Затем святители подошли к жертвеннику, приложились к чаше и дискосу и отправились в нарфекс. Никон взошел на архиерейский амвон, где дьяконы принялись облачать его в параманд и стихарь, не снимая со спины бархатную мантию; сирийский гость встал на своем патриаршьем месте. Русский пост тяготил его, с соленого огурца и стоялого кислого квасу нехорошо бродило в желудке; вдруг с тоскою подумал владыка, что нынче вечерница рано не кончится. Плоть его внезапно затомилась, и дальняя восточная родина, полоненная агарянином, откуда Макарий с такими тяготами притащился на Русь за милостыней, почудилась ему землей обетованной. В малой алтарной Макарий приметил груду икон, лежащих внавал, на многих образах лица святых безжалостно соскоблены. Владыка переступил оскверненные доски и почувствовал торжество. Долгие поучения Паисия Иерусалимского не источились в песок, но нашли в Никоне верного старца.
«Вот она, видимая скверна. Божья кара настигнет всякого в свой час, кто нарушит заповеди великой Святой Софии», – остерег Макарий, полуобернувшись к архимандриту Павлу Алеппскому. Драгоман, не испросив соизволения, торопливо перевел слова Никону, и патриарх благодарно поклонился.
...Собор скоро заполнился прихожанами всякого чину. Никона побаивались и после строгого указу о бесчиниях в церкви, многие страшились не только кашлянуть, но и вздохнуть глубоко. Был народ в смирных одеждах, чтобы не показаться тщеславным. Дьякон возглашал ектинию, певчие-парубки, привезенные из Киева, в белых кафтанах с алыми петлицами, с голубыми кроткими глазенками, возведенными горе, сладкоголосо выпевали. «Господи, помилуй». Кто-то в соборе внезапно всплакал, наверное, вспомнив убитого под Смоленском благоверного; на вдовицу цыкнули. Никон доверил службу патриарху Макарию, сам же затаился под патриаршьей сенью, неведомо чего выглядывая в прорези шатра. Какой ковы, каких неведомых угроз стоило ждать из сумрака притвора, с заснеженной площади, куда не доставал свет полиелея? Архидьякон торжественно приблизился к патриаршьей сени с кадилом и, звякая серебряными цепями курильницы, окутал владыку благовониями. Никону стало зябко, остыли ноги, плохо грели суконные чулочки на собольих пупках; его охватила дрожь от странного возбуждения, словно бы он приблизился к пропасти.
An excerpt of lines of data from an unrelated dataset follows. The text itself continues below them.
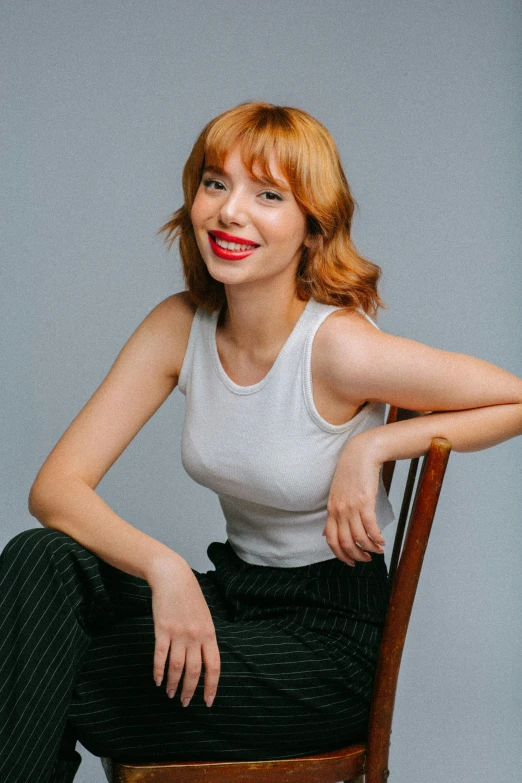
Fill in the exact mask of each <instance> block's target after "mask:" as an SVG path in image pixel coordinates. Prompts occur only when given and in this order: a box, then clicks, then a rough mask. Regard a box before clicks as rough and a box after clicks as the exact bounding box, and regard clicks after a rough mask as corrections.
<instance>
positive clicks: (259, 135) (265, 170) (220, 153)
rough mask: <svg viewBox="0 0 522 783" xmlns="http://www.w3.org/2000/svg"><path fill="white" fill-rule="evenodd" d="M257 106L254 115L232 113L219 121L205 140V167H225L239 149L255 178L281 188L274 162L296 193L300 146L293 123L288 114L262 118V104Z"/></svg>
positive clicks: (224, 114) (243, 161)
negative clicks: (236, 151)
mask: <svg viewBox="0 0 522 783" xmlns="http://www.w3.org/2000/svg"><path fill="white" fill-rule="evenodd" d="M253 107H255V111H252V112H251V113H249V112H246V113H245V112H244V111H243V112H237V114H235V113H234V111H232V112H228V113H226V114H224V115H221V116H220V117H218V118H217V120H216V121H215V123H214V124H213V125H212V127H211V128H210V129H209V131H208V134H207V137H206V139H205V160H204V165H205V166H218V167H219V168H223V167H224V164H225V161H226V159H227V157H228V155H229V154H230V152H231V150H232V149H234V148H235V147H236V146H239V149H240V152H241V161H242V163H243V165H244V167H245V169H246V170H247V171H248V173H249V174H250V176H251V177H254V178H260V176H261V177H262V178H263V179H264V180H265V181H266V182H267V183H269V184H271V185H277V184H278V180H277V178H276V177H275V176H274V174H273V172H272V170H271V168H270V162H271V161H275V163H276V165H277V166H278V167H279V169H280V170H281V173H282V174H283V176H284V177H285V179H286V181H287V182H288V184H289V185H290V187H291V188H292V190H293V189H294V185H295V174H296V171H298V169H299V162H298V160H296V158H297V157H298V156H297V155H296V152H297V151H298V150H299V145H298V144H296V138H295V136H296V134H295V130H294V128H293V125H292V122H291V120H290V119H289V118H288V117H287V116H285V113H284V112H279V113H277V114H270V115H268V114H267V116H262V115H260V113H259V104H253ZM267 108H269V106H268V105H267ZM270 108H271V107H270ZM250 114H251V116H249V115H250Z"/></svg>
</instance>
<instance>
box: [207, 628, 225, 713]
mask: <svg viewBox="0 0 522 783" xmlns="http://www.w3.org/2000/svg"><path fill="white" fill-rule="evenodd" d="M202 653H203V663H204V664H205V689H204V692H203V698H204V699H205V704H206V705H207V707H211V706H212V703H213V701H214V699H215V697H216V691H217V686H218V682H219V675H220V673H221V658H220V655H219V648H218V645H217V641H216V639H215V637H214V641H213V642H209V643H207V644H204V645H203V648H202Z"/></svg>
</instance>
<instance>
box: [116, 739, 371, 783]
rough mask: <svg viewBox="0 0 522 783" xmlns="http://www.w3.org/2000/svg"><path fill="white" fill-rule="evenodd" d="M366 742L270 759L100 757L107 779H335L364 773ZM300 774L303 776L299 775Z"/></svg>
mask: <svg viewBox="0 0 522 783" xmlns="http://www.w3.org/2000/svg"><path fill="white" fill-rule="evenodd" d="M366 751H367V746H366V745H350V746H348V747H346V748H342V749H341V750H333V751H330V752H329V753H320V754H317V755H314V756H300V757H299V758H293V759H279V760H277V759H276V760H271V761H191V762H187V761H180V762H176V761H165V762H154V761H148V762H134V763H130V762H124V761H115V760H112V762H111V760H109V759H102V763H103V766H104V769H105V772H106V774H107V778H108V780H109V781H110V783H228V782H229V781H230V780H233V781H234V783H284V782H285V781H294V782H295V783H300V781H301V780H303V779H306V780H314V781H315V783H338V781H340V780H345V781H348V780H352V779H353V778H358V777H360V776H362V775H363V774H364V767H365V762H366ZM301 775H303V777H301Z"/></svg>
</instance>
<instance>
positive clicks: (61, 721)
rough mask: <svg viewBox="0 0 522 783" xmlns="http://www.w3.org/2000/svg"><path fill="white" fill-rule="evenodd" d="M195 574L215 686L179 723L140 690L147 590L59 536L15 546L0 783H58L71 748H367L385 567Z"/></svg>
mask: <svg viewBox="0 0 522 783" xmlns="http://www.w3.org/2000/svg"><path fill="white" fill-rule="evenodd" d="M208 553H209V557H210V559H211V561H212V562H213V564H214V566H215V570H213V571H209V572H208V573H206V574H199V573H196V576H197V578H198V580H199V583H200V585H201V588H202V591H203V593H204V595H205V598H206V600H207V602H208V604H209V607H210V610H211V612H212V616H213V618H214V624H215V627H216V633H217V639H218V645H219V649H220V653H221V667H222V673H221V677H220V681H219V686H218V691H217V696H216V700H215V702H214V705H213V706H212V707H211V708H210V709H209V708H207V707H206V706H205V704H204V702H203V684H202V682H201V684H200V685H198V688H197V690H196V693H195V695H194V697H193V699H192V701H191V703H190V705H189V706H188V707H187V708H183V707H182V706H181V704H180V701H179V695H178V694H177V695H176V696H175V697H174V699H169V698H168V697H167V695H166V693H165V687H164V685H163V686H162V687H159V688H158V687H156V686H155V684H154V681H153V678H152V660H153V651H154V625H153V619H152V608H151V590H150V587H149V585H148V584H147V582H145V581H144V580H142V579H139V578H137V577H134V576H130V575H128V574H126V573H124V572H123V571H120V570H118V569H116V568H114V567H112V566H110V565H108V564H107V563H105V562H104V561H103V560H100V559H99V558H97V557H96V556H95V555H94V554H93V553H92V552H90V551H88V550H86V549H85V548H84V547H82V546H81V545H80V544H78V543H77V542H76V541H75V540H73V539H72V538H70V537H69V536H67V535H65V534H64V533H61V532H58V531H55V530H50V529H47V528H36V529H32V530H28V531H24V532H23V533H20V534H19V535H17V536H15V538H13V539H12V540H11V541H10V542H9V543H8V544H7V546H6V547H5V549H4V551H3V552H2V554H1V556H0V671H1V677H0V780H1V781H2V783H44V781H45V782H47V781H51V783H70V781H72V780H73V778H74V775H75V772H76V770H77V768H78V766H79V763H80V761H81V758H80V755H79V753H78V752H77V751H76V750H75V743H76V740H77V739H79V740H80V742H81V743H82V744H83V745H84V746H85V747H86V748H87V749H88V750H90V751H91V752H92V753H94V754H95V755H98V756H108V757H112V758H116V759H127V760H135V761H137V760H164V759H191V760H194V759H202V760H203V759H235V760H239V759H266V758H285V757H291V756H297V755H301V754H305V753H316V752H323V751H326V750H331V749H335V748H337V747H341V746H343V745H346V744H347V743H349V742H351V741H355V740H358V739H361V738H363V737H364V733H365V729H366V722H367V717H368V705H369V700H370V695H371V685H372V678H373V674H374V668H375V663H376V656H377V648H378V643H379V640H380V634H381V630H382V625H383V622H384V615H385V611H386V606H387V601H388V588H387V579H386V576H387V575H386V565H385V562H384V557H383V555H375V554H372V561H371V562H369V563H357V565H356V566H355V568H350V567H349V566H347V565H345V564H344V563H342V562H341V561H340V560H337V559H336V558H334V559H330V560H326V561H322V562H319V563H312V564H311V565H306V566H300V567H295V568H275V567H272V566H261V565H252V564H249V563H245V562H244V561H243V560H240V559H239V558H238V556H237V555H236V554H235V553H234V551H233V550H232V548H231V546H230V544H228V543H226V544H221V543H213V544H211V545H210V547H209V549H208Z"/></svg>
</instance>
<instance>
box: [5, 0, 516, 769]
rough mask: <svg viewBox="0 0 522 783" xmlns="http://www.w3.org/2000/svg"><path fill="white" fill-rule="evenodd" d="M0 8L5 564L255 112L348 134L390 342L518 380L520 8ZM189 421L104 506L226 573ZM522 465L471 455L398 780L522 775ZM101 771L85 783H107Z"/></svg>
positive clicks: (356, 178)
mask: <svg viewBox="0 0 522 783" xmlns="http://www.w3.org/2000/svg"><path fill="white" fill-rule="evenodd" d="M0 9H1V15H2V18H3V19H2V28H3V30H2V38H3V41H2V45H1V52H2V54H1V58H2V61H3V62H2V66H3V67H2V70H3V73H4V77H3V87H2V92H3V101H2V102H3V105H4V107H5V109H6V110H7V111H6V114H5V116H4V121H3V131H2V135H3V142H4V153H3V157H4V160H3V163H4V165H3V168H4V183H5V185H6V187H5V188H4V193H3V196H2V199H3V205H2V215H3V217H4V219H5V223H4V228H3V236H2V240H1V247H2V252H3V255H4V260H3V262H2V266H1V269H0V283H1V297H2V311H1V319H2V322H1V340H2V342H3V347H2V368H3V372H2V376H3V378H2V380H3V393H2V406H1V408H0V415H1V417H2V424H1V433H2V465H1V466H0V473H1V491H2V501H3V503H2V506H3V519H2V525H1V530H0V548H3V546H4V545H5V543H6V542H7V541H8V540H9V539H10V538H11V537H13V536H14V535H15V534H16V533H18V532H19V531H21V530H23V529H25V528H29V527H34V526H38V525H39V523H38V522H37V521H36V520H35V519H34V518H32V517H31V516H30V515H29V513H28V511H27V495H28V492H29V489H30V486H31V483H32V481H33V480H34V477H35V475H36V473H37V471H38V469H39V467H40V466H41V464H42V462H43V461H44V459H45V457H46V456H47V454H48V453H49V451H50V450H51V448H52V447H53V445H54V444H55V443H56V441H57V440H58V438H59V437H60V435H61V434H62V432H63V431H64V430H65V429H66V427H67V426H68V425H69V423H70V422H71V421H72V419H73V418H74V417H75V415H76V414H77V413H78V411H79V410H80V408H81V407H82V406H83V405H84V404H85V402H86V401H87V399H88V398H89V397H90V396H91V394H92V393H93V392H94V390H95V389H96V387H97V386H98V385H99V383H100V382H101V381H102V380H103V378H104V377H105V375H106V373H107V372H108V370H109V368H110V366H111V364H112V362H113V361H114V359H115V358H116V355H117V353H118V352H119V350H120V349H121V347H122V346H123V344H124V342H125V341H126V340H127V339H128V337H129V336H130V334H131V333H132V331H133V330H134V329H135V328H136V327H137V326H138V324H139V323H140V321H141V320H142V319H143V318H144V317H145V315H146V314H147V313H148V312H149V311H150V310H151V309H152V308H153V307H154V306H155V305H156V304H157V303H158V302H159V301H160V300H161V299H163V298H165V297H166V296H168V295H169V294H170V293H172V292H174V291H179V290H182V289H183V288H184V286H183V282H182V278H181V273H180V264H179V258H178V254H177V251H175V252H172V253H171V254H167V253H166V251H165V249H164V246H163V244H162V241H161V240H160V239H159V238H158V237H156V235H155V232H156V231H157V229H158V228H159V227H160V225H162V223H163V222H164V221H165V220H166V219H167V217H168V216H169V214H170V213H171V212H172V211H173V210H174V209H176V208H177V207H178V206H179V205H180V204H181V184H180V182H181V169H182V166H183V164H184V162H185V160H186V158H187V156H188V154H189V152H190V149H191V146H192V144H193V142H194V140H195V138H196V136H197V134H198V133H199V131H200V130H201V129H202V127H203V126H204V124H205V123H206V122H207V121H208V120H209V119H211V118H212V117H214V116H215V115H216V114H218V113H219V112H221V111H223V110H225V109H228V108H230V107H232V106H234V105H236V104H238V103H239V102H241V101H245V100H249V99H261V100H268V101H270V102H273V103H279V104H286V105H291V106H298V107H300V108H302V109H305V110H306V111H309V112H310V113H312V114H313V115H314V116H316V117H317V118H318V119H319V120H320V121H322V122H323V123H324V124H325V125H326V127H327V128H328V129H329V130H330V131H331V133H332V135H333V137H334V138H335V140H336V142H337V144H338V147H339V150H340V153H341V156H342V159H343V163H344V166H345V170H346V173H347V177H348V180H349V182H350V185H351V187H352V190H353V192H354V195H355V197H356V199H357V201H358V202H359V207H360V209H359V212H358V214H357V215H356V219H355V224H354V238H355V242H356V244H357V245H358V247H359V249H360V250H361V251H362V252H363V253H364V254H366V255H367V256H368V257H370V258H371V259H372V260H374V261H375V262H376V263H378V264H380V265H381V266H382V267H383V270H384V274H383V287H382V293H383V297H384V299H385V301H386V302H387V303H388V306H389V309H388V310H387V311H385V312H383V313H382V314H381V316H380V319H379V323H380V326H381V327H382V328H384V329H385V330H387V331H390V332H392V333H394V334H398V335H402V336H407V337H412V338H414V339H417V340H420V341H422V342H425V343H428V344H429V345H432V346H436V347H439V348H444V349H448V350H452V351H459V352H463V353H470V354H473V355H475V356H479V357H481V358H483V359H487V360H489V361H492V362H494V363H496V364H499V365H501V366H502V367H505V368H506V369H508V370H510V371H512V372H515V373H516V374H518V375H521V374H522V367H521V361H520V356H521V350H520V349H521V345H520V343H521V339H520V324H521V323H522V306H521V293H522V291H521V287H522V286H521V275H520V261H521V253H520V251H521V244H522V242H521V238H522V228H521V221H520V214H521V206H522V205H521V201H522V198H521V176H520V175H521V165H520V164H521V145H520V139H521V100H520V84H521V83H522V81H521V76H522V57H521V52H522V46H521V38H522V35H521V28H522V6H521V4H520V2H508V1H507V0H461V2H423V3H420V2H415V1H414V0H394V2H393V3H389V2H385V1H384V0H382V1H380V2H372V1H371V0H370V1H369V0H322V2H321V3H318V2H315V0H302V1H299V0H286V1H285V2H279V1H276V0H264V2H260V3H256V2H253V1H252V0H247V1H246V2H245V0H227V2H223V1H222V0H191V2H190V3H189V2H180V1H178V2H176V1H175V0H149V1H148V2H138V1H137V0H134V1H132V0H128V1H124V0H104V2H102V1H101V0H91V2H88V3H82V2H78V1H77V0H66V1H65V0H64V1H63V2H57V1H56V2H55V1H53V0H51V1H50V2H43V3H40V2H35V1H34V0H33V1H32V2H24V3H17V2H1V3H0ZM448 383H451V378H448ZM183 414H184V398H183V396H182V395H181V394H180V392H179V391H178V390H175V391H174V392H173V394H172V395H171V397H170V398H169V399H168V400H167V402H166V403H165V404H164V406H163V407H162V408H161V409H160V410H159V411H158V412H157V414H156V415H155V416H154V417H153V418H152V419H151V420H150V422H149V423H148V424H147V425H146V426H145V427H144V428H143V430H142V431H141V432H140V433H139V434H138V436H137V437H136V439H135V440H134V442H133V443H132V444H131V445H130V446H129V448H128V449H127V451H126V452H125V453H124V454H123V455H122V457H121V458H120V459H119V460H118V462H117V463H116V464H115V465H114V467H113V468H112V469H111V470H110V471H109V473H108V474H107V476H106V477H105V478H104V479H103V481H102V482H101V484H100V485H99V487H98V491H99V492H100V494H101V495H102V497H103V498H104V499H105V500H106V501H107V502H109V503H110V504H111V505H112V507H113V508H114V509H115V511H117V513H119V514H120V515H121V516H123V517H124V518H125V519H126V520H128V521H129V522H131V523H133V524H135V525H136V526H137V527H139V528H140V529H142V530H144V531H146V532H147V533H149V534H151V535H153V536H155V537H157V538H158V539H160V540H162V541H164V542H165V543H166V544H168V545H170V546H172V547H173V548H174V549H175V550H177V551H178V552H180V553H181V554H182V555H183V556H184V557H186V558H187V559H188V560H189V562H190V564H191V565H192V566H193V567H195V568H198V569H203V570H206V569H207V568H208V567H210V563H209V561H208V560H207V558H206V555H205V549H206V545H207V544H208V543H210V541H212V540H216V539H217V540H224V537H225V532H224V521H223V518H222V513H221V510H220V507H219V504H218V502H217V498H216V497H215V496H214V495H213V494H212V493H211V492H210V491H207V490H205V489H204V488H202V487H200V486H198V485H197V484H195V483H194V482H193V481H192V480H191V479H190V478H189V477H188V476H187V475H186V474H185V472H184V470H183V468H182V465H181V461H180V435H181V428H182V423H183ZM521 457H522V448H521V440H520V439H518V440H517V441H511V442H508V443H505V444H502V445H500V446H498V447H496V448H494V449H492V450H488V451H483V452H479V453H474V454H464V455H461V454H453V455H452V456H451V458H450V464H449V472H448V474H447V479H446V482H445V486H444V489H443V494H442V498H441V501H440V505H439V510H438V514H437V518H436V522H435V527H434V530H433V534H432V539H431V542H430V546H429V548H428V552H427V556H426V560H425V566H424V570H423V574H422V577H421V582H420V586H419V591H418V596H417V600H416V604H415V607H414V611H413V616H412V621H411V625H410V630H409V634H408V638H407V641H406V648H405V653H404V658H403V664H402V670H401V677H400V680H399V686H398V693H397V701H396V708H395V720H394V728H393V735H392V746H391V758H390V762H391V763H390V767H391V770H392V779H393V780H394V781H401V783H418V781H425V780H430V781H431V783H443V782H444V783H446V781H448V780H459V781H462V783H471V782H472V781H473V783H486V781H487V783H489V782H490V781H492V780H495V781H502V783H509V782H512V783H515V781H518V780H519V779H520V775H521V772H522V767H521V762H520V736H521V735H522V704H521V702H522V656H521V643H522V623H521V621H520V606H521V598H522V577H521V567H520V553H521V543H522V542H521V538H522V533H521V521H522V520H521V516H522V514H521V510H522V502H521V482H520V465H521ZM385 532H386V537H387V538H391V536H390V529H389V528H388V529H387V531H385ZM151 666H152V661H151ZM151 672H152V668H151ZM151 677H152V673H151ZM79 750H80V752H81V754H82V756H83V762H82V765H81V767H80V770H79V772H78V775H77V778H76V780H77V781H78V783H99V782H100V781H102V780H103V779H104V778H103V773H102V769H101V765H100V763H99V760H98V759H96V758H94V757H92V756H90V754H89V753H88V752H87V751H86V750H84V749H83V748H81V747H79Z"/></svg>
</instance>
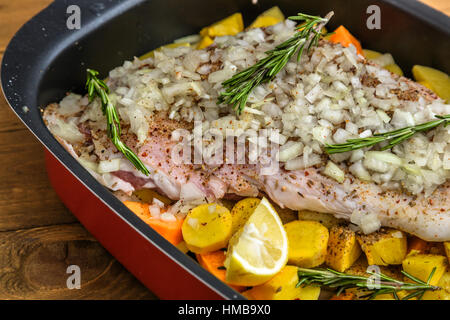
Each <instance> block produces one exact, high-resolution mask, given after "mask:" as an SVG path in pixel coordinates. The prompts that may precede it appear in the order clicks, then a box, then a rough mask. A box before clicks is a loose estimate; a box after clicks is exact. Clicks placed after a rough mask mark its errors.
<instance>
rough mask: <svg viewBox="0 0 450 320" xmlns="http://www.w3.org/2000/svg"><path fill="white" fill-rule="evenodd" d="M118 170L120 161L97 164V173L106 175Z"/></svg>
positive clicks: (115, 161) (100, 163) (118, 168)
mask: <svg viewBox="0 0 450 320" xmlns="http://www.w3.org/2000/svg"><path fill="white" fill-rule="evenodd" d="M119 170H120V159H119V158H117V159H111V160H103V161H100V162H99V164H98V169H97V171H98V172H99V173H108V172H114V171H119Z"/></svg>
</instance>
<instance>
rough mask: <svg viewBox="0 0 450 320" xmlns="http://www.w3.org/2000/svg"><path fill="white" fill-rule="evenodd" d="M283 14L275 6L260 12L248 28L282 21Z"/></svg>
mask: <svg viewBox="0 0 450 320" xmlns="http://www.w3.org/2000/svg"><path fill="white" fill-rule="evenodd" d="M284 19H285V18H284V14H283V12H281V10H280V8H278V7H277V6H275V7H272V8H270V9H269V10H266V11H264V12H263V13H261V14H260V15H259V16H258V17H257V18H256V19H255V21H253V22H252V24H251V25H250V26H249V27H248V28H249V29H254V28H263V27H269V26H272V25H274V24H277V23H280V22H282V21H284Z"/></svg>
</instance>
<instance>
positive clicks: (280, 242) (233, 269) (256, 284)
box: [225, 198, 288, 286]
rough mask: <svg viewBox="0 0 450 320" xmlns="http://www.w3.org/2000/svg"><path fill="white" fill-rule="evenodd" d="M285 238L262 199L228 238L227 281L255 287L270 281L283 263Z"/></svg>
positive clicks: (284, 265)
mask: <svg viewBox="0 0 450 320" xmlns="http://www.w3.org/2000/svg"><path fill="white" fill-rule="evenodd" d="M287 259H288V240H287V235H286V231H285V229H284V228H283V224H282V222H281V219H280V217H279V216H278V214H277V212H276V211H275V209H274V208H273V207H272V205H271V204H270V202H269V201H268V200H267V199H266V198H263V199H262V200H261V202H260V203H259V205H258V206H257V207H256V208H255V211H254V212H253V214H252V215H251V216H250V218H249V219H248V220H247V222H246V223H245V225H244V226H243V228H242V229H241V230H239V231H238V232H237V233H236V234H235V235H234V236H233V237H232V238H231V240H230V243H229V245H228V251H227V257H226V260H225V267H226V269H227V273H226V281H227V283H230V284H235V285H243V286H255V285H259V284H262V283H264V282H266V281H268V280H270V279H271V278H272V277H273V276H275V275H276V274H277V273H278V272H279V271H280V270H281V269H283V267H284V266H285V265H286V263H287Z"/></svg>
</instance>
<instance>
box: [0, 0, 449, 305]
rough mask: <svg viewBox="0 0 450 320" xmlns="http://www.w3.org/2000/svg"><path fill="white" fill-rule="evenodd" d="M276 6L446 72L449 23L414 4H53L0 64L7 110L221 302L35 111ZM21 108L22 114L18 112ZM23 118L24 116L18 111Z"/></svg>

Никон взял золотое яблочко, наполненное горячей водою, и стал катать его в ладонях, грея руки. Тут западное окно Успенского собора прощально окрасилось кровавым. И вдруг, нарушив заповедь, вроде бы невидимый соборянам, Никон вместо востока трижды поклонился вослед западающему солнцу. Архидьякон замешкался испуганно, и рука сирийского иерея, протянутая навстречу, чтобы перенять курильницу, зависла в воздухе. Макария опередил архимандрит Павел из свиты. Смутно, тягостно стало в соборе от предчувствия, и всяк молитвенник, истово верующий в святую Русь, вдруг почуял из патриаршьей изукрашенной сени угрозу.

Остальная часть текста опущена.